1068. Product Sales Analysis I
Description
Pandas Schema
data = [[1, 100, 2008, 10, 5000], [2, 100, 2009, 12, 5000], [7, 200, 2011, 15, 9000]]
sales = pd.DataFrame(data, columns=['sale_id', 'product_id', 'year', 'quantity', 'price']).astype({'sale_id':'Int64', 'product_id':'Int64', 'year':'Int64', 'quantity':'Int64', 'price':'Int64'})
data = [[100, 'Nokia'], [200, 'Apple'], [300, 'Samsung']]
product = pd.DataFrame(data, columns=['product_id', 'product_name']).astype({'product_id':'Int64', 'product_name':'object'})
Table: Sales
+-------------+-------+ | Column Name | Type | +-------------+-------+ | sale_id | int | | product_id | int | | year | int | | quantity | int | | price | int | +-------------+-------+ (sale_id, year) is the primary key (combination of columns with unique values) of this table. product_id is a foreign key (reference column) to Product table. Each row of this table shows a sale on the product product_id in a certain year. Note that the price is per unit.
Table: Product
+--------------+---------+ | Column Name | Type | +--------------+---------+ | product_id | int | | product_name | varchar | +--------------+---------+ product_id is the primary key (column with unique values) of this table. Each row of this table indicates the product name of each product.

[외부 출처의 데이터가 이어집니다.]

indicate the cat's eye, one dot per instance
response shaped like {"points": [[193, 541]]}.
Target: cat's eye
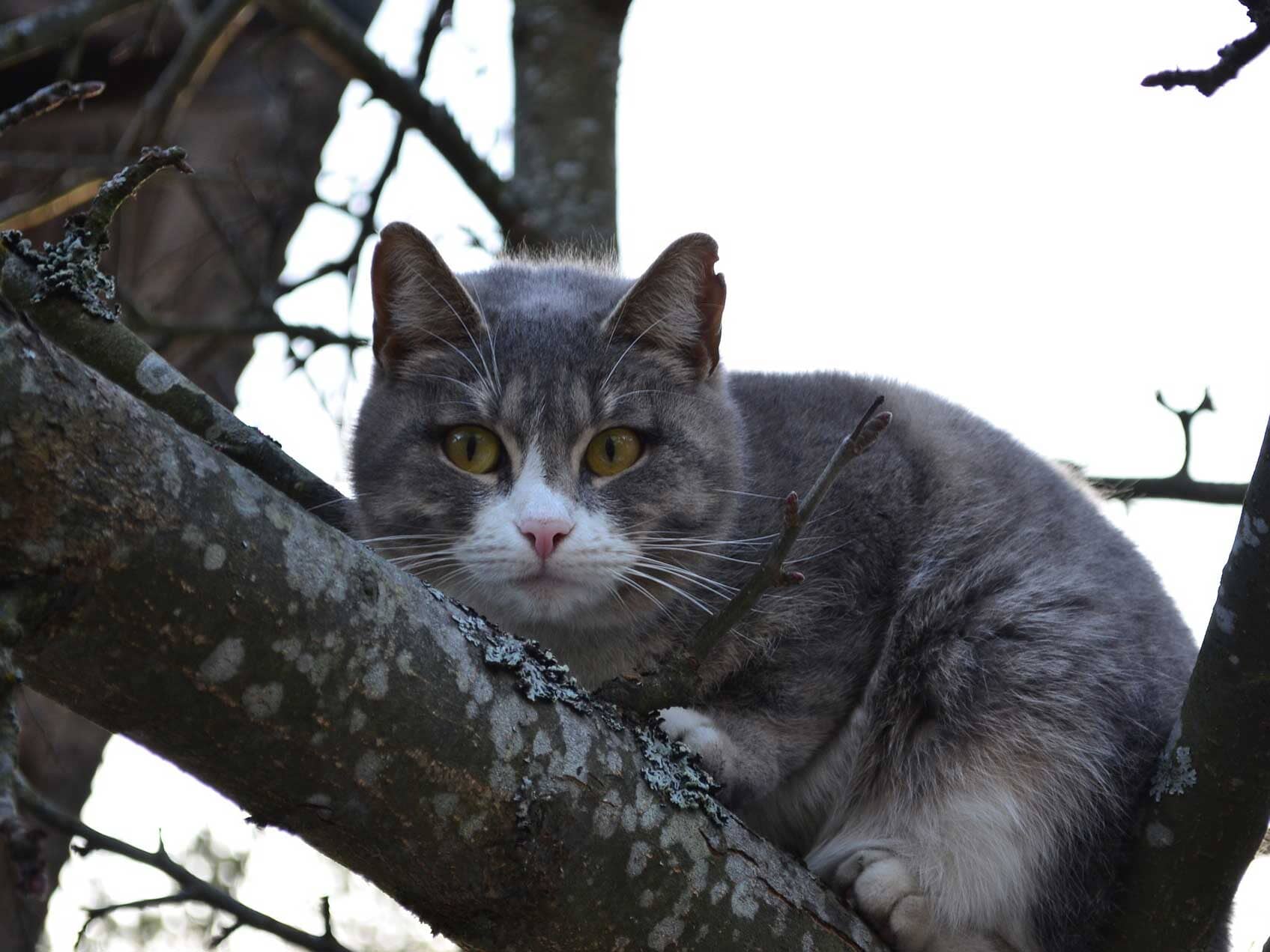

Write a solution to report the product_name, year, and price for each sale_id in the Sales table.
Return the resulting table in any order.
The result format is in the following example.
Example 1:
- Input:
Sales table: +---------+------------+------+----------+-------+ | sale_id | product_id | year | quantity | price | +---------+------------+------+----------+-------+ | 1 | 100 | 2008 | 10 | 5000 | | 2 | 100 | 2009 | 12 | 5000 | | 7 | 200 | 2011 | 15 | 9000 | +---------+------------+------+----------+-------+ Product table: +------------+--------------+ | product_id | product_name | +------------+--------------+ | 100 | Nokia | | 200 | Apple | | 300 | Samsung | +------------+--------------+
- Output:
+--------------+-------+-------+ | product_name | year | price | +--------------+-------+-------+ | Nokia | 2008 | 5000 | | Nokia | 2009 | 5000 | | Apple | 2011 | 9000 | +--------------+-------+-------+
- Explanation:
From sale_id = 1, we can conclude that Nokia was sold for 5000 in the year 2008.
From sale_id = 2, we can conclude that Nokia was sold for 5000 in the year 2009.
From sale_id = 7, we can conclude that Apple was sold for 9000 in the year 2011.
Submitted Code
import pandas as pd
def sales_analysis(sales: pd.DataFrame, product: pd.DataFrame) -> pd.DataFrame:
return product.merge(sales, on='product_id', how='inner')[['product_name', 'year', 'price']]
Runtime: 328 ms | Beats 85.59%
Memory: 70.60 MB | Beats 11.06%
product 데이터프레임을 기준으로 합치고, inner 방식으로 일치하는 값이 없는 행은 제거했다. 또 on 파라미터로 두 데이터프레임에 공통으로 존재하는 열을 명시해서 효율을 높였다.
Other Solutions
1st
SELECT product_name, year, price
FROM Sales
JOIN Product USING(product_id);
두 테이블에 동일한 컬럼명(product_id)이 있을 때만 USING을 사용하여 해당 컬럼명을 조건으로 join할 수 있다.
2nd
SELECT p.product_name, s.year, s.price
FROM Sales s
JOIN Product p
ON s.product_id = p.product_id;
ON은 두 테이블에 동일한 컬럼명이 없어도 사용 가능하고 join 조건을 다양하게 설정할 수 있다.